NeurIPS 2020

Strongly Incremental Constituency Parsing with Graph Neural Networks


Meta Review

This is a borderline paper. The technical contribution is interesting and appreciated by the reviewers. The results match the state of the art on PTB and are better on CTB. There are, however, some concerns with the paper. One of the reviewers summarized it very well: "In its present form, the scope of the paper seems too narrow. It is also somewhat unclear whom the intended audience ought to be. If the work aims to say something about psycholinguistics, the experiment should reflect that. If the work's goal is to support NLP applications, further justifications and motivations should be provided as to how a strongly incremental constituency parser might be useful in a current NLP pipeline. If the work aims to shed lights on our understanding of GNN, the paper would need to be refocused accordingly." It is indeed unclear what the impact of the paper in its current form is.
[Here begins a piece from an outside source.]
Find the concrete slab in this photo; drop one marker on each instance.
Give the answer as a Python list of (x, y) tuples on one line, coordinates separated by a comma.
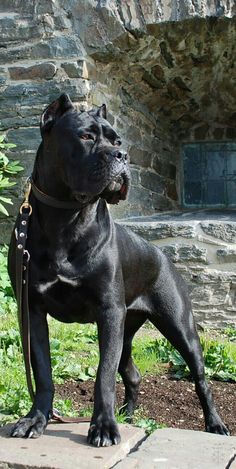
[(64, 446), (170, 448)]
The authors claim that the main novelty with respect to other incremental parses is the action space, but the ablation experiments show that the attach-juxtapose transitions have a much smaller impact on performance compare do the GNN, at least on PTB (maybe the impact on CTB is larger?). The authors acknowledge that incremental parsing would indeed be more important in speech than in text, but then consider evaluation on speech to be future work. The authors claim that incremental parsing would be useful in NLP applications, but for the example application, human-like conversational agent, speech would again be more appropriate than text.